Regia di Piero Messina vedi scheda film
In uno spazio-tempo imprecisato (ma il film è girato tra Roma e Parigi, da angolazioni decisamente inedite) un'azienda vende un servizio alle persone che devono elaborare un lutto, offrendo loro la possibilità, per un lasso di tempo rigorosamente limitato, di contenere il rimorso per un gesto non fatto, un'azione sbagliata, un abbraccio non dato. Tra questi c'è Sal (García Bernal), che ha perso la compagna in un incidente stradale. Sua sorella (Bejo) lo convince a servirsi dell'opportunità fornita dall'azienda grazie alla quale la memoria vissuta dei defunti viene trasferita sul corpo di persone che, in cambio di denaro, si offrono di riportare momentaneamente in vita chi non c'è più. Ma a Sal ritrovare la mente della sua amata, incarnata nel corpo di una entraîneuse (Reinsve), sembra non bastare…
Ne L'inquilino del terzo piano, Roman Polanski si domandava "se mi taglio un braccio, io dico: 'me e il mio braccio'. Ma se mi tagliassi la testa che cosa direi? 'Me e la mia testa o me e il mio corpo?' che diritto ha la mia testa di chiamarsi me?". Il secondo lungometraggio del tutt'altro che prolifico Piero Messina (il suo precedente L'attesa risale a nove anni prima) parte dallo stesso dualismo cartesiano tra mente e corpo di quel film seminale per realizzare un'opera ambiziosissima, certamente atipica nel panorama italiano, al punto da rendere visibile, in filigrana, la discendenza da Sorrentino, suo mentore.

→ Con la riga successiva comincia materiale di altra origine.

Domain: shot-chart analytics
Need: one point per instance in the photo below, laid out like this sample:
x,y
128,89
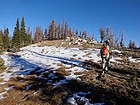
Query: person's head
x,y
107,42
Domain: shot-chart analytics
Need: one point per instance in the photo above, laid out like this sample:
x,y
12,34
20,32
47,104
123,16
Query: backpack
x,y
105,50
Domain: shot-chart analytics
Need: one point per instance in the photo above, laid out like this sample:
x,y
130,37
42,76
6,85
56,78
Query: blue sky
x,y
85,15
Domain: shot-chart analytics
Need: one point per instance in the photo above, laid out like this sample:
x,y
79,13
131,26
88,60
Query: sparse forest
x,y
23,37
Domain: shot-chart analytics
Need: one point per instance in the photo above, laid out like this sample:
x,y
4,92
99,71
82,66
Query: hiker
x,y
105,55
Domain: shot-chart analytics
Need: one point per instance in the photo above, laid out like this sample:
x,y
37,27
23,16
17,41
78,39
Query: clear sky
x,y
85,15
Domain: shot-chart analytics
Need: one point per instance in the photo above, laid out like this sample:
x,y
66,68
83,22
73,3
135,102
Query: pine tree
x,y
58,31
38,37
109,36
23,33
46,34
51,32
6,40
16,39
66,31
1,41
29,36
62,30
102,34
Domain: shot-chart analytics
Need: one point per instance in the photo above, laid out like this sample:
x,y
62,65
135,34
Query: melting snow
x,y
41,59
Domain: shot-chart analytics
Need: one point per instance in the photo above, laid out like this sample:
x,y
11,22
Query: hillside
x,y
59,73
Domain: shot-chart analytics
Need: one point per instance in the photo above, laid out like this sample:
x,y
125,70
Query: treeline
x,y
22,37
106,34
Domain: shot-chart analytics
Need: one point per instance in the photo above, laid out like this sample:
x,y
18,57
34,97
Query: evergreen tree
x,y
38,37
23,33
6,40
29,36
51,32
1,41
46,33
66,31
109,36
102,34
58,31
16,39
62,30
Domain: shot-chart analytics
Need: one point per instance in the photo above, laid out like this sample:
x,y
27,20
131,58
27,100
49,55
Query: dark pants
x,y
105,63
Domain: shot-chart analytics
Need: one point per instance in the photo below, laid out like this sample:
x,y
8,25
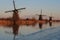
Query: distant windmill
x,y
50,17
15,18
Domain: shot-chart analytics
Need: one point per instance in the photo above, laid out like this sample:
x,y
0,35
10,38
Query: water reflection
x,y
15,30
40,25
28,29
50,24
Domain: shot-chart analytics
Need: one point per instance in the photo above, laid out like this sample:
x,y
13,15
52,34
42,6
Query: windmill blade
x,y
21,9
44,15
8,11
14,4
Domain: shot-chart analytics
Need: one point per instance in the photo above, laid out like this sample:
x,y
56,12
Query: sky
x,y
33,7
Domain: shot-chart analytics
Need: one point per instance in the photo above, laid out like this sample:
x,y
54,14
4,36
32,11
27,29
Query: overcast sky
x,y
32,7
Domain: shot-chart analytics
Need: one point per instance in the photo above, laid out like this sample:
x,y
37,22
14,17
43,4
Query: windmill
x,y
15,18
40,16
50,17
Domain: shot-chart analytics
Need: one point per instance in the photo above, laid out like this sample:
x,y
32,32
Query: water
x,y
7,33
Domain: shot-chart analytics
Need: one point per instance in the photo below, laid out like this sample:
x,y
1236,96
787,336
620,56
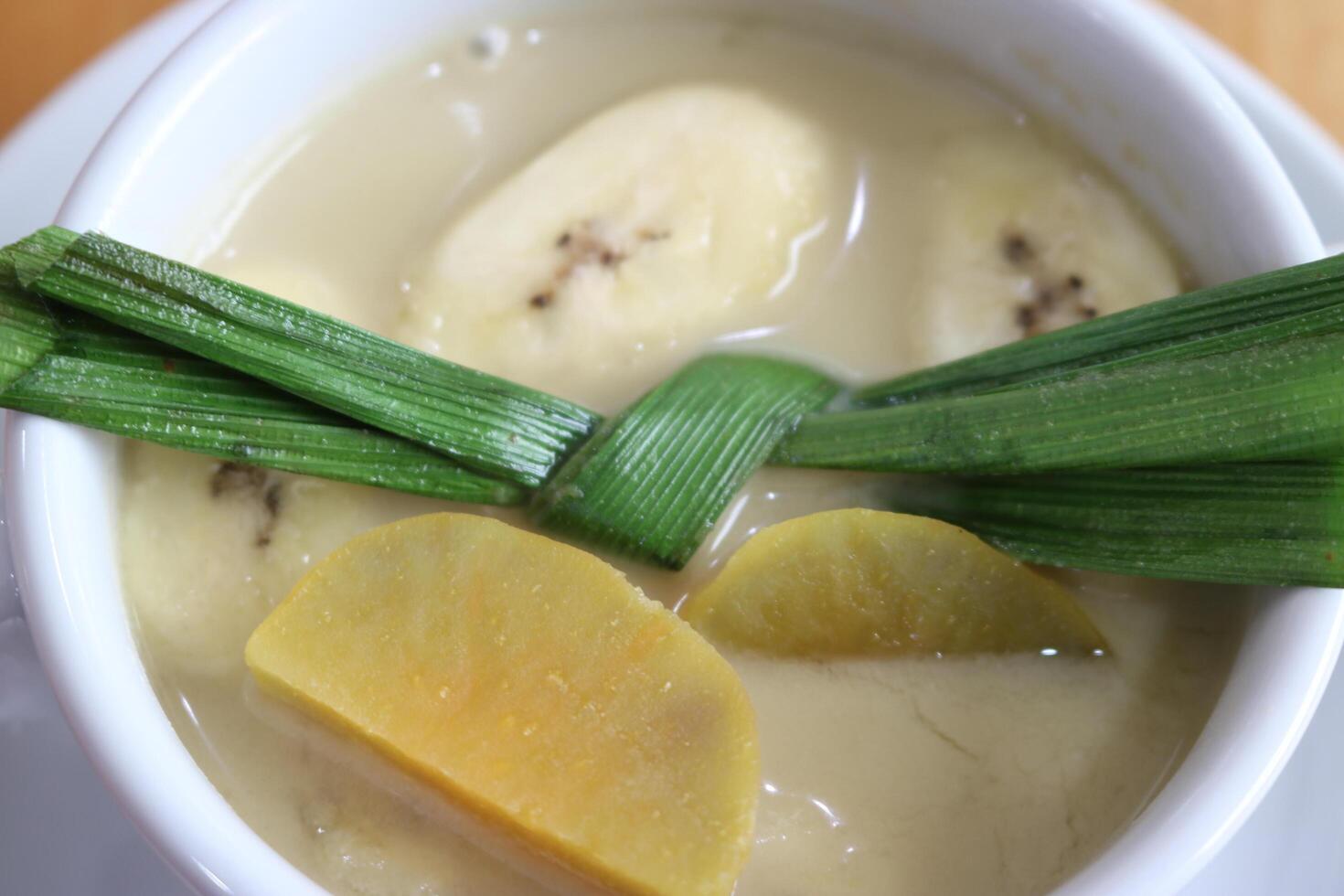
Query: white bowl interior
x,y
1103,69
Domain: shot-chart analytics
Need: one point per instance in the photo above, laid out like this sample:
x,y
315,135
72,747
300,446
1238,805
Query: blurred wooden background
x,y
1297,43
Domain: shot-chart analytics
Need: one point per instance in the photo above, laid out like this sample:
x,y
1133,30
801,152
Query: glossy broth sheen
x,y
952,775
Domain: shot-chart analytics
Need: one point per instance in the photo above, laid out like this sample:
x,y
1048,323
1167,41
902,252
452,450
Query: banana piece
x,y
657,225
1023,240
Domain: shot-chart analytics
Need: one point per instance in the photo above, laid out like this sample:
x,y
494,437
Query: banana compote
x,y
583,203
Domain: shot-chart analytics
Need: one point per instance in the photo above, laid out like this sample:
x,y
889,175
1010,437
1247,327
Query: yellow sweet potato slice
x,y
535,688
848,583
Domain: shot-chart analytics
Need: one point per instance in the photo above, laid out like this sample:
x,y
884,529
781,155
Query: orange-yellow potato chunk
x,y
848,583
534,687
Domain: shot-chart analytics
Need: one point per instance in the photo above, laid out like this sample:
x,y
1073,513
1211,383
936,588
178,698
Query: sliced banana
x,y
659,223
1023,240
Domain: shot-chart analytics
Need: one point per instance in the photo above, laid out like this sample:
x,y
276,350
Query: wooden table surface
x,y
1297,43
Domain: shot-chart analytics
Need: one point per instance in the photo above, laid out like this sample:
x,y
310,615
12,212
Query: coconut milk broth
x,y
952,775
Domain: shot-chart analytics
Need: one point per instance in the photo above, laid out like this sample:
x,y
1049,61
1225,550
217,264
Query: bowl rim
x,y
190,824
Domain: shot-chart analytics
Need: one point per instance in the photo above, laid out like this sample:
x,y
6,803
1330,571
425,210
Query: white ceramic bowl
x,y
1103,69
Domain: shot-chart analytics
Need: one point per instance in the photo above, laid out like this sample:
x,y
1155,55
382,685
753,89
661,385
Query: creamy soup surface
x,y
926,218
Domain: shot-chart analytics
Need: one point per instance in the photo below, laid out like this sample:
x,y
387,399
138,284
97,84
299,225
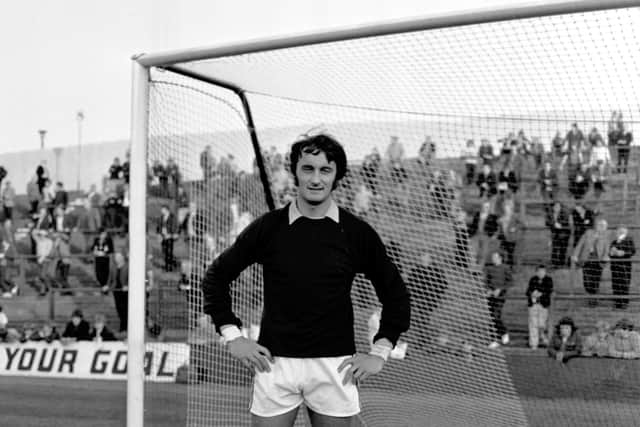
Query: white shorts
x,y
314,381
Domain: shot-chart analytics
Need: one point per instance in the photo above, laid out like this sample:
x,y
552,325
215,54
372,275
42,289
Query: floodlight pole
x,y
137,246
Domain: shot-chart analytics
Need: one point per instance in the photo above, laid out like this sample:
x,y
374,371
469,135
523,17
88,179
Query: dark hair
x,y
321,143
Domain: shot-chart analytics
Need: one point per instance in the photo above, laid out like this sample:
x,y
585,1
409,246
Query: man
x,y
620,252
591,253
310,251
168,231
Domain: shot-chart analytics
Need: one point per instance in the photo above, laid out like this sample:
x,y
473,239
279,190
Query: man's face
x,y
315,177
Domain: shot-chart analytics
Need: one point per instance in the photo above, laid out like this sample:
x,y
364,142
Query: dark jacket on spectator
x,y
81,332
544,286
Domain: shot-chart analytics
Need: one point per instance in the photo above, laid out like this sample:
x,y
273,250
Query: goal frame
x,y
171,60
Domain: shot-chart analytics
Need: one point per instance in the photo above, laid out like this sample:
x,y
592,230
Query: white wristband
x,y
380,350
230,332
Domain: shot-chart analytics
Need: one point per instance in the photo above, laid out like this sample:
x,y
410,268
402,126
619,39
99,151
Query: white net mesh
x,y
415,99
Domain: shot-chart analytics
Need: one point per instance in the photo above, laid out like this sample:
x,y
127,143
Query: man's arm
x,y
216,285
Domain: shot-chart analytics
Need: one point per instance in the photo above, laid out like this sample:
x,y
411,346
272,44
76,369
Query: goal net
x,y
404,105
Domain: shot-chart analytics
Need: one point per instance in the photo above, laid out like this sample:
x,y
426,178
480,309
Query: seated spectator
x,y
623,146
548,180
8,200
581,220
46,333
498,280
4,322
538,300
598,343
558,222
486,182
99,331
470,157
580,182
115,170
77,328
625,342
566,342
485,152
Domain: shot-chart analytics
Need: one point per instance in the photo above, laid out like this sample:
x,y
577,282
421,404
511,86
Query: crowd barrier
x,y
90,360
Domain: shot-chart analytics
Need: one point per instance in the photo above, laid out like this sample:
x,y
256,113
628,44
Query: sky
x,y
68,56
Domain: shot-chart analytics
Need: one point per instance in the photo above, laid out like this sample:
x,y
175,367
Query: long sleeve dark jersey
x,y
308,270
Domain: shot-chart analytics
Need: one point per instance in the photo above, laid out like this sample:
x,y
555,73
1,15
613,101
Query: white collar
x,y
332,213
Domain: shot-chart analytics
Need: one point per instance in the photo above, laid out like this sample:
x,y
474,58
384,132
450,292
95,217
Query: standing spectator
x,y
34,195
102,249
487,181
581,221
538,300
558,223
61,197
8,200
620,252
598,343
99,331
580,182
115,170
77,328
624,148
485,152
548,180
510,231
167,229
207,163
470,156
499,280
42,172
566,342
591,253
119,285
625,342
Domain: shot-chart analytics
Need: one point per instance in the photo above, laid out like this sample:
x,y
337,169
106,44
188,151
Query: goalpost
x,y
415,91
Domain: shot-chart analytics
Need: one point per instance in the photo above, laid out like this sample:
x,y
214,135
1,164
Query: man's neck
x,y
313,211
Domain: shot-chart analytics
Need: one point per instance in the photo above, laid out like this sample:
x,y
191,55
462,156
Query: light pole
x,y
79,119
42,133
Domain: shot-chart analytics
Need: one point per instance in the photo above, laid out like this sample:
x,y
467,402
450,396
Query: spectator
x,y
168,231
126,167
4,322
370,169
77,329
118,283
538,300
510,231
486,181
61,197
499,280
207,163
102,249
624,148
566,342
470,157
625,343
8,200
42,172
485,152
591,253
34,195
99,331
598,343
581,221
115,170
580,182
620,252
548,180
558,223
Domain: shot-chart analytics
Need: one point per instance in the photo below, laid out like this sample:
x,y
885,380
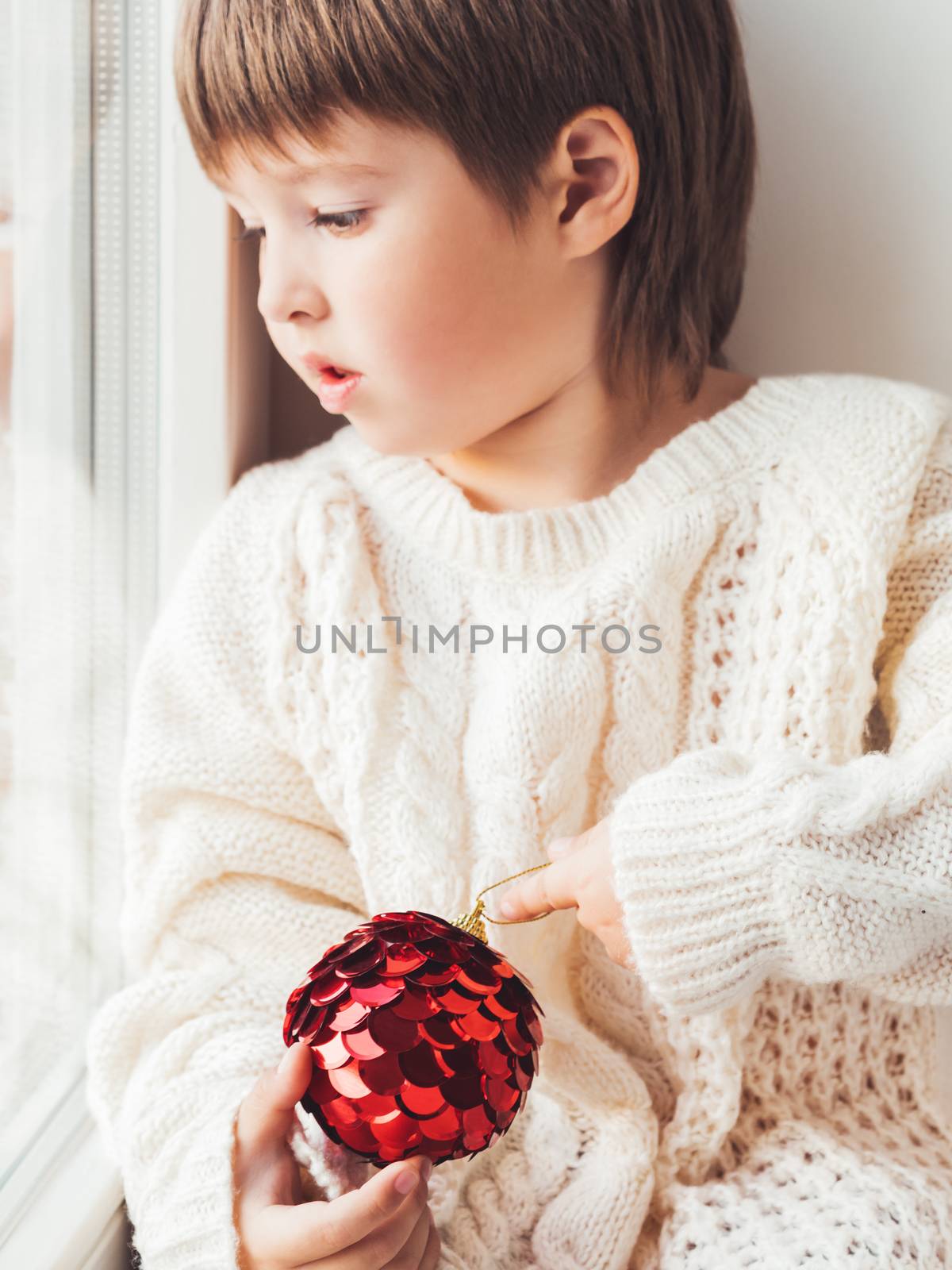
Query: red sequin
x,y
424,1039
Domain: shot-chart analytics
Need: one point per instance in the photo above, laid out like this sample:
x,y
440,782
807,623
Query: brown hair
x,y
497,80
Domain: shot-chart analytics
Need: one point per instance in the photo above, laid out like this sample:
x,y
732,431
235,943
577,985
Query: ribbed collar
x,y
414,499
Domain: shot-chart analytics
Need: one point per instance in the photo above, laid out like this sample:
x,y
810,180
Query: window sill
x,y
63,1206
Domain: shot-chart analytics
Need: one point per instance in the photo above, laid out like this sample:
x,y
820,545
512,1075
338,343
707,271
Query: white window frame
x,y
70,1216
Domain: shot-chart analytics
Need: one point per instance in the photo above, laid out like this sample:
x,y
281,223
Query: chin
x,y
390,441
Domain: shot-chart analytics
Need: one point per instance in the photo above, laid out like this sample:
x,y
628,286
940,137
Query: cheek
x,y
451,308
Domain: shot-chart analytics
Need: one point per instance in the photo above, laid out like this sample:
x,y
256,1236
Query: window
x,y
105,387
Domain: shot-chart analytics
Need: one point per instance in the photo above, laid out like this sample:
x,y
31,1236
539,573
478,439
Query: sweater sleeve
x,y
731,869
235,882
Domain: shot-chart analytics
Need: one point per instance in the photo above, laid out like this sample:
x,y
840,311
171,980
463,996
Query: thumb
x,y
268,1111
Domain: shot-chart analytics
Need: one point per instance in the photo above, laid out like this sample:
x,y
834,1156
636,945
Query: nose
x,y
283,287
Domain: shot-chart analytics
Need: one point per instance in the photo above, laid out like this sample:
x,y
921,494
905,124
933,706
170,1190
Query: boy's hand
x,y
368,1229
579,876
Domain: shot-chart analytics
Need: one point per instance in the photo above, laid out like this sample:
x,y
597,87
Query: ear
x,y
594,173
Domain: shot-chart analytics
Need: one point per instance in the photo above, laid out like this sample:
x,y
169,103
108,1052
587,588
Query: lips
x,y
321,365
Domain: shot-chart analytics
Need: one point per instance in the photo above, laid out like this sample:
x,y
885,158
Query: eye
x,y
336,220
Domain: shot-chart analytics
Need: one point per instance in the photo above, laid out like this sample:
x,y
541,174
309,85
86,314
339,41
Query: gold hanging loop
x,y
473,922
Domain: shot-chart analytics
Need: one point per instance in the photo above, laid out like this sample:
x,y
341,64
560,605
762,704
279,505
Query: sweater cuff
x,y
695,850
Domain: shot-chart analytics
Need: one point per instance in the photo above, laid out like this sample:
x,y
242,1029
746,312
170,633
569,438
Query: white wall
x,y
850,248
850,267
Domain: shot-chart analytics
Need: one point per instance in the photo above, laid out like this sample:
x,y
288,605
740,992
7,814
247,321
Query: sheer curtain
x,y
79,410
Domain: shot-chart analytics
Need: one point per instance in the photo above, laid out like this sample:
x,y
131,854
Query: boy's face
x,y
455,325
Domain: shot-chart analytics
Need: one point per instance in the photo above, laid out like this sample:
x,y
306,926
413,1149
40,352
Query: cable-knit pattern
x,y
755,1087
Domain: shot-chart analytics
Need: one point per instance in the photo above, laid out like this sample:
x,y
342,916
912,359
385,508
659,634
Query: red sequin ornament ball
x,y
424,1039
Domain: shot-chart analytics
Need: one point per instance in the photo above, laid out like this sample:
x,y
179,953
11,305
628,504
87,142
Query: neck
x,y
578,444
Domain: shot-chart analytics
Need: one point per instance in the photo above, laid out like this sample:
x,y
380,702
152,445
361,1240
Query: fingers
x,y
431,1255
361,1230
410,1253
554,887
267,1113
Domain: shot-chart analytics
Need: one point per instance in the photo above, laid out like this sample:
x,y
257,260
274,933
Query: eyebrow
x,y
301,173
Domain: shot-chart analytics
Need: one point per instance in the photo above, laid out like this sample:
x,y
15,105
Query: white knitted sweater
x,y
757,1087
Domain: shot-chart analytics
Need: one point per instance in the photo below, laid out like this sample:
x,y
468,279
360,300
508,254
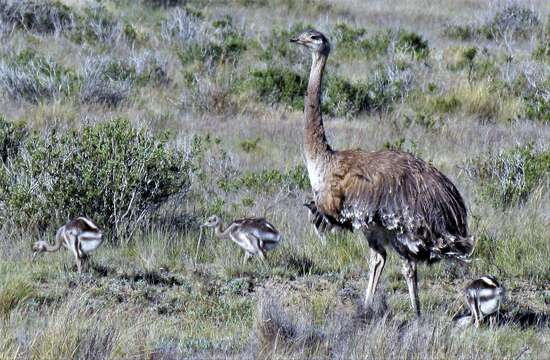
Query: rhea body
x,y
256,236
80,235
484,297
394,198
321,223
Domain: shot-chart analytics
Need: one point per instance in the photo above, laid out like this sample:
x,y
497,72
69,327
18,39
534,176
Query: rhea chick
x,y
255,236
80,235
484,297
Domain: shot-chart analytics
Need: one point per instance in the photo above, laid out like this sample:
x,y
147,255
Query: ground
x,y
461,84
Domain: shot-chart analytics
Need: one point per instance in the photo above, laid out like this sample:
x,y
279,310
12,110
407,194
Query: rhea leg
x,y
246,257
78,264
409,271
376,265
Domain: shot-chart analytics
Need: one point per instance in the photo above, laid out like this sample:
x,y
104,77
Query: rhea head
x,y
212,221
313,40
38,247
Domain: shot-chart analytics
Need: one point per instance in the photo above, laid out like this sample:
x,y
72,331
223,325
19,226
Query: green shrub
x,y
96,26
279,85
11,138
37,16
512,19
459,32
538,106
32,77
221,42
542,51
340,97
249,146
412,43
111,171
511,176
14,290
278,47
268,181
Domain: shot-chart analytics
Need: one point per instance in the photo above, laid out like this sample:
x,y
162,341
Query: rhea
x,y
394,198
80,235
255,236
484,297
321,223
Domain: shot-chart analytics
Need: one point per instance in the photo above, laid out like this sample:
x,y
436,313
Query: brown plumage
x,y
80,235
394,197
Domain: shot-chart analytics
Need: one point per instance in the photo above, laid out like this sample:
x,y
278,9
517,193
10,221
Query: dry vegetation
x,y
179,109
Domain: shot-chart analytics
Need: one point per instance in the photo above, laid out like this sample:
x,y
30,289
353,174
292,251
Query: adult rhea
x,y
393,197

Eppure, nonostante l'impeccabile prestazione dei tre interpreti principali (ma i personaggi di contorno non sono da meno) e il colpo di scena ben assestato nel finale, si tratta pur sempre di un cinema derivativo, con una narrazione spesso tortuosa e a tratti inerte, che confluisce in una messa in scena elegantissima ma in qualche misura compiaciuta e persino pilatesca, incapace di risolvere in una qualche direzione possibile l'ingombrante dilemma che propone.